Wednesday, October 2, 2013

Vermeer's Lady standing at a virginal and Rembrandt's Prodigal Son

Vermeer over all uses more color, he seems to be lighter and airy with his value and color choices, and if we look at a page filled with Rembrandt's painting overall we have dark backgrounds with the figures emerging from the darkness bathed in light. Vermeer has a wider range of paintings, from images similar in value to Rembrandt where there is a dark background and the figures are bathed in light again. To images where the figures are dark almost silhouetted and the background is light, and images like Lady Standing at a virginal where the value scheme of the entire painting is lighter.
Rembrandt seems to have more of a limited color pallet, but that might be due to his use of a monochromatic value under painting and color washes.  
Both Vermeer and Rembrandt are successful in narration, conveying the location and mood of each of the subjects painted.
Vermeer seems to paint more his subjects looking at the viewer rather than Rembrandt who only seems to do this with Portraits, this is a useful tool for Vermeer, it helps engage the viewer more than a strait forward narrative would, with all subjects interactive with one another and not drawing the viewer in by including them with a figures outwards gaze.  
Both Artists Portraits are different in style; Vermeer paints more narrative portraits Example Lady standing at a virginal, Lady sitting at a virginal, Lady playing at a virginal, these are portraits of women not necessarily commissioned portraits, but are also narrative.
While Rembrandt seems to have more of a strait forward approach to portraiture where the figure is emerging from a dark background with a good sense of light and dramatic colors, but are not interactive with the environment so much as just documenting the portrait of the subject.
Rembrandt seems to use more visible brush strokes and Vermeer is overall more polished and smooth.

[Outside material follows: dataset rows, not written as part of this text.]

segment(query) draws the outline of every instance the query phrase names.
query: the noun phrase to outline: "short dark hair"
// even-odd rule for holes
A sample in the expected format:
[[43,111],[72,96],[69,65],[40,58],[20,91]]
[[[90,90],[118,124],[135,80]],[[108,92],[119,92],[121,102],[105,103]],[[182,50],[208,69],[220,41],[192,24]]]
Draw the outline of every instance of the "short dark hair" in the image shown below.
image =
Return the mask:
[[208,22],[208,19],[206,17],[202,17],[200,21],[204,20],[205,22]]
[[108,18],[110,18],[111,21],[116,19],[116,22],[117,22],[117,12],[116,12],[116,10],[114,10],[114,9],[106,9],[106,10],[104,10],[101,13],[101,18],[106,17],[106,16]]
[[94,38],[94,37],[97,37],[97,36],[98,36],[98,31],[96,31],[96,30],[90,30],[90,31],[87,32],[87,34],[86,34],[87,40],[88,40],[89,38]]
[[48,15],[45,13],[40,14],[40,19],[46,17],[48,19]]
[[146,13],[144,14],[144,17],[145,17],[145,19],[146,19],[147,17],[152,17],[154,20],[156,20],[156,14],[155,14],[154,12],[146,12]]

If we compare Rembrandt’s Prodigal son painting with Vermeer’s Lady Standing at a virginal we will see many of the differences I already stated. The differences in overall color and paint application, Rembrandt is much more textural in his paint application. We will also see some differences in the approach of the artists when it comes to story telling and composition.
Rembrandt uses the rule of thirds to great effect in his Prodigal son Painting, the key focal point in his image is in the top left third of the image. While Vermeer has a central focal point located almost perfectly in the middle of the canvas. Vermeer does use the rule of thirds some in Lady standing by a virginal because he has the eyes of the figure in line with the top third of the painting, which adds to the viewers interest more so that if the figure’s face was perfectly centered in the middle of the painting.
The background of Lady Standing is much more refined and developed compared to the Prodigal son, by Rembrandt. This could be due to the message and story the artists are attempting to convey. In the Prodigal son, Rembrandt is focused on the interactions of the figures reunion and the emotions and feeling of each character. While Vermeer is telling us a story about his painting by the location of the woman, her clothing and the overall feel of the environment.
In the Prodigal son painting, Rembrandt leads the viewer around the painting by utilizing his strong focal point and character interactions. The viewer is drawn first to look at the father and son’s reunion, due to the high contrast and emotion felt by the viewer because of the long awaited return of the son by the father.  The viewer’s eye is then drawn down the light value mass of the son and is lead across the image by the perspective of the floor plane. The eye is then drawn up to the other son and we see and feel his emotions at his brother’s return. His gaze returns us to the father and son. The viewer continues to bounce around the image looking at each of the background figures in turn, always returning to the focal point by following the gaze of each of the servants, always coming back to the father and son focal point.
Vermeer, not having multiple figures in his image uses the background elements to similar effect in his Lady Standing by a Virginal image. His focal point is the woman in the center of the image; the viewer’s eye is drawn outwards towards the different background elements but always returning to the woman.  Vermeer’s visual device is more relaxed in my opinion. With easy sweeping of the eyes over the image, with our eye meandering out to the blue chair in the foreground, getting blocked from leaving the image by the back of the chair, which leads our eye up to the virginal and back to the woman. Then our eye continuing up to the painting, following the edge of the paintings over to the light of the windows, and following the light of the windows back to the woman in the center of the image again.
Both Visual methods used by the artists are successful they are just different approaches to help convey the meaning and mood of the painting by the artist to the viewer.